LSU is the worst program in the SEC after spending the previous four years as one of the better programs in the conference. LSU has a coaching staff which so far hasn’t proved it can evaluate or recruit talent. And worse, the book on McMahon now is that he doesn’t develop players or build chemistry in a program, so as a player you won’t get better and you won’t even enjoy yourself playing ball at LSU.
All of those things are a lot more poisonous to recruiting than whatever looming NCAA sanctions Will Wade might have put Tiger athletics in for.
It might well be that Will Wade had to go. But the way he was fired, and the way the athletic department and university brass hung not just Wade but the players out to dry just before they were to play in last year’s NCAA Tournament, ultimately blew up the program worse than the NCAA could have done. It’s like a self-imposed death penalty, while a ghost of a program haunts its way to losing 90 percent of its games against credible competition.

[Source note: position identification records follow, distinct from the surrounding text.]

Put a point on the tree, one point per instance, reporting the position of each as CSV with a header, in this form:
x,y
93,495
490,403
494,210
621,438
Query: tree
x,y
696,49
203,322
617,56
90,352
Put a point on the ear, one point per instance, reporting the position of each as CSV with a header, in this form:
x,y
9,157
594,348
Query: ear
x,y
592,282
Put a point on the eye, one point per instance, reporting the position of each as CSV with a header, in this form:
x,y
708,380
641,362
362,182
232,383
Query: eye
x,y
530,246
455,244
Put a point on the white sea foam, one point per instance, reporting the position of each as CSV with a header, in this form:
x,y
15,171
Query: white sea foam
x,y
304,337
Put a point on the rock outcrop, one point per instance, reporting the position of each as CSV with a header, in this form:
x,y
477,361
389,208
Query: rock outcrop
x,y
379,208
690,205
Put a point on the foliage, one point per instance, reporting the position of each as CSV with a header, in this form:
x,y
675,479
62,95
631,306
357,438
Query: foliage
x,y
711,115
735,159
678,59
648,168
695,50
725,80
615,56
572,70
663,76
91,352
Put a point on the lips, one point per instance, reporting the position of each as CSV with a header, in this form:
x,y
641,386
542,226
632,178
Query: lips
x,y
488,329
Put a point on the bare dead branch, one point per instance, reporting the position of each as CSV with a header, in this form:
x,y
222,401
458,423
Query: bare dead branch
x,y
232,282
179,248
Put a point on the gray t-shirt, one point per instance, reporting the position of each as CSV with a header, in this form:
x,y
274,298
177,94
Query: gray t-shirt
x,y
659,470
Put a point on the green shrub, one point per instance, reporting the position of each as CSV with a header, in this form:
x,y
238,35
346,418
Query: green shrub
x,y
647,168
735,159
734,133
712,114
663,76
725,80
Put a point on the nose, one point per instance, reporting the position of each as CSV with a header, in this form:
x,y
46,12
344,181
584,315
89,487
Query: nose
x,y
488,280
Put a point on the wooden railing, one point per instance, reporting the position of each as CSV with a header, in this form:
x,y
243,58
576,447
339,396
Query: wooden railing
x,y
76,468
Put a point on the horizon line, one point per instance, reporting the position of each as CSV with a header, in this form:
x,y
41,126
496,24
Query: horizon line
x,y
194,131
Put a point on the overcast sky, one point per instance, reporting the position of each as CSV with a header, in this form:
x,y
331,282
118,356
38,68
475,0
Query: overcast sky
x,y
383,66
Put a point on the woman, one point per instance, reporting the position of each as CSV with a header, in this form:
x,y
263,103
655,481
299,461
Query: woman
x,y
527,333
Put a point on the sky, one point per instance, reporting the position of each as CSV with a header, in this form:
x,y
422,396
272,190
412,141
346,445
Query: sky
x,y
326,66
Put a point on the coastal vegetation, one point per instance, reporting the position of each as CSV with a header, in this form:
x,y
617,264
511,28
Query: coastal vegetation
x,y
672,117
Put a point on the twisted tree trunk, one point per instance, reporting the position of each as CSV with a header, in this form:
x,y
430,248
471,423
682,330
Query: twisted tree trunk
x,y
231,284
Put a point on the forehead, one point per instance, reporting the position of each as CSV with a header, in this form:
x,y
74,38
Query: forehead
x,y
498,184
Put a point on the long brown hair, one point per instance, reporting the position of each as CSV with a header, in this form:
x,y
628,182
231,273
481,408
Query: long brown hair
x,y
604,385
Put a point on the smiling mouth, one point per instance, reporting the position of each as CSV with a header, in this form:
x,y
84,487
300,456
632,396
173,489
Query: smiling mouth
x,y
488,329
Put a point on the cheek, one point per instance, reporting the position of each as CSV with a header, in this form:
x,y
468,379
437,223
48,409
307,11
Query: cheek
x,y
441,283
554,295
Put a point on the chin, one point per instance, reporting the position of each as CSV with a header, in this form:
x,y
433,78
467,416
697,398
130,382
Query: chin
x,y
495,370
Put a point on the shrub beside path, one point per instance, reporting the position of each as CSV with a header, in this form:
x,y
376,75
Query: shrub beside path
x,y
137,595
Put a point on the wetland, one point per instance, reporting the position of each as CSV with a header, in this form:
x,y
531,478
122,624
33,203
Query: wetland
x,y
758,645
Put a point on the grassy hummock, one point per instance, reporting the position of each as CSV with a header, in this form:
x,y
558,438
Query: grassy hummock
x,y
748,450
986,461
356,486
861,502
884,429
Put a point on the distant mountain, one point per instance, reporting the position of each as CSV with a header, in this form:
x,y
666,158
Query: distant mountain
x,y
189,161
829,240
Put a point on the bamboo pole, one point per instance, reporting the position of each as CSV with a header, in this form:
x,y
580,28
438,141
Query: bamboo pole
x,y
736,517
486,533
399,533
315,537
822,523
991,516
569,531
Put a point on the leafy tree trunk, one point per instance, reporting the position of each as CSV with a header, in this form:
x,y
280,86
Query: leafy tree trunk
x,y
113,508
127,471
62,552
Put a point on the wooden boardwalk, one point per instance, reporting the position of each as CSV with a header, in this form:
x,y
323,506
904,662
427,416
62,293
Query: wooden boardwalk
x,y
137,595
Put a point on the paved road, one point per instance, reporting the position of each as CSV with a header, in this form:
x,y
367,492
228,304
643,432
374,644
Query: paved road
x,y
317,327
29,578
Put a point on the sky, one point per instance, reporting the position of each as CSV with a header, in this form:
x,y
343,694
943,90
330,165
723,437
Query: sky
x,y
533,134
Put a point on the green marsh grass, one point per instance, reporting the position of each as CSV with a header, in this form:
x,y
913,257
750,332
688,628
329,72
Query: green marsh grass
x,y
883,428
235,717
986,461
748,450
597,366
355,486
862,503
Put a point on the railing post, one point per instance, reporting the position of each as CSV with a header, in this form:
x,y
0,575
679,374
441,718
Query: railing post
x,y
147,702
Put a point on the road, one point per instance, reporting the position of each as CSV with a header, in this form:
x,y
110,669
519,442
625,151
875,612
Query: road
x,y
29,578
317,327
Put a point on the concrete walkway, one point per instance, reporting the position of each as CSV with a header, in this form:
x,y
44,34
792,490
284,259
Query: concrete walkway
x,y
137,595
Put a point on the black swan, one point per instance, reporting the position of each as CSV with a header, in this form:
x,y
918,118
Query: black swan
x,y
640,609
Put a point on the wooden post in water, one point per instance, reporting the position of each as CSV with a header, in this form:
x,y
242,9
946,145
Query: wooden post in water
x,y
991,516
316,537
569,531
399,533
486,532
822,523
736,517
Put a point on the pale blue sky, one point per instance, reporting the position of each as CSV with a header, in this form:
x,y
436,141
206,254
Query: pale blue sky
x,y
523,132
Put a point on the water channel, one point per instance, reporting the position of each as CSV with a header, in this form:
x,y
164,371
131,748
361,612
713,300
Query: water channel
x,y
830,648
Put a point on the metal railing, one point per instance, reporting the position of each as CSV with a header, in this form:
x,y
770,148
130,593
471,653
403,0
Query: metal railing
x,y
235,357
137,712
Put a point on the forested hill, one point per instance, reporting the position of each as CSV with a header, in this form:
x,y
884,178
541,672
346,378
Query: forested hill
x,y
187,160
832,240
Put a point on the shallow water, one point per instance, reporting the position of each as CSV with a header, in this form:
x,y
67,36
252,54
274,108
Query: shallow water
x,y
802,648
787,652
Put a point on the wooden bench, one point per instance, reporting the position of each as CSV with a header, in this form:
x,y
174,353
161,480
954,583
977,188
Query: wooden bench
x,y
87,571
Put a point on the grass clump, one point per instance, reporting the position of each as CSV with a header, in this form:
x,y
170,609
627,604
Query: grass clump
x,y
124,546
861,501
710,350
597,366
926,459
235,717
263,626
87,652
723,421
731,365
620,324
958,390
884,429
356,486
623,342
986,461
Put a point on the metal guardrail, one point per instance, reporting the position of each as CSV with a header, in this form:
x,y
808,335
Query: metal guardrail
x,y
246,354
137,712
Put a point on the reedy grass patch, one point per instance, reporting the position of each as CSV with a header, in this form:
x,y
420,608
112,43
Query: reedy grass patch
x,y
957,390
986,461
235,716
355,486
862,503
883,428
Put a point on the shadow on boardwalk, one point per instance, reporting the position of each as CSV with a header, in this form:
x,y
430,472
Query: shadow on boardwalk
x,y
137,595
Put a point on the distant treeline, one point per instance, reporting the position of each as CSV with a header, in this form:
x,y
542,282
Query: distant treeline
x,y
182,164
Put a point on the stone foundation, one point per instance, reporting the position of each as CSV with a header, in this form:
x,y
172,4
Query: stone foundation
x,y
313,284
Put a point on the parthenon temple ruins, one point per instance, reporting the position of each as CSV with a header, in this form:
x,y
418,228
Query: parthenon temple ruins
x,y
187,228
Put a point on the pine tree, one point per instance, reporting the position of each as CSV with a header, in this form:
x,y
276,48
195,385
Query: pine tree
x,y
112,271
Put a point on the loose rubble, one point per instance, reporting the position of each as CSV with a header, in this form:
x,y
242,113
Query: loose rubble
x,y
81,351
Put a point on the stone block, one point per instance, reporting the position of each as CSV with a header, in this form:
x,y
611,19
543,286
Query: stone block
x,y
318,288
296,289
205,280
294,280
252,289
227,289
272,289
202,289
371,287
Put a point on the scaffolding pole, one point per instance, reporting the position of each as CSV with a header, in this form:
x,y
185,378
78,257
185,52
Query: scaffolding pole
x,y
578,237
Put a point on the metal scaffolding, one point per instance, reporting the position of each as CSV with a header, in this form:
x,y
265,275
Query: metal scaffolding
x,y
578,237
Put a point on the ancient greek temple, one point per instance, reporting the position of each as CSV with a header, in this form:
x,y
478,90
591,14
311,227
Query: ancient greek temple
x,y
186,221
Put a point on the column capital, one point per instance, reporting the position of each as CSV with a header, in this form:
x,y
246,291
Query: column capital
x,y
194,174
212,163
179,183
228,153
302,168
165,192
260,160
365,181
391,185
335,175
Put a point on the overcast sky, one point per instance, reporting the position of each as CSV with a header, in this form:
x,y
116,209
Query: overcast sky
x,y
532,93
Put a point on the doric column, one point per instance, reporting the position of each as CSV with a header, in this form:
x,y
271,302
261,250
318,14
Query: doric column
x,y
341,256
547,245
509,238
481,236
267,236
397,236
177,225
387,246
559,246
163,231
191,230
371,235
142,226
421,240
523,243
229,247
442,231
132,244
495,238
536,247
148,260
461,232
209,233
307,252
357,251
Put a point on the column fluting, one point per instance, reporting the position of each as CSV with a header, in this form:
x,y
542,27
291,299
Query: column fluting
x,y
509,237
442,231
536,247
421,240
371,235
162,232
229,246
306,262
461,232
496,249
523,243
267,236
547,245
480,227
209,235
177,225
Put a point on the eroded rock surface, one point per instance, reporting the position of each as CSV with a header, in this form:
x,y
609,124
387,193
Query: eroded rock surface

Meanwhile, Wade is apparently not as toxic as it might seem since McNeese State is able to hire him.
LSU basketball fans are incandescently furious, and they should be.
Woodward has generally done quite a good job as LSU’s athletic director. His hires of Jay Johnson, Brian Kelly and Kim Mulkey have put LSU’s baseball, football and women’s basketball programs in position for national championships in the short to intermediate future – in baseball, a College World Series title looks like a real possibility this year.
But where basketball is concerned, Wade’s firing last year and its aftermath with the current coach have been a major black mark on Woodward’s tenure. There is nothing redeeming about where the program is, and short of some miracle transformation over the next 12 months Woodward is going to have to spend a pile of buyout money to find yet another basketball coach this time next year.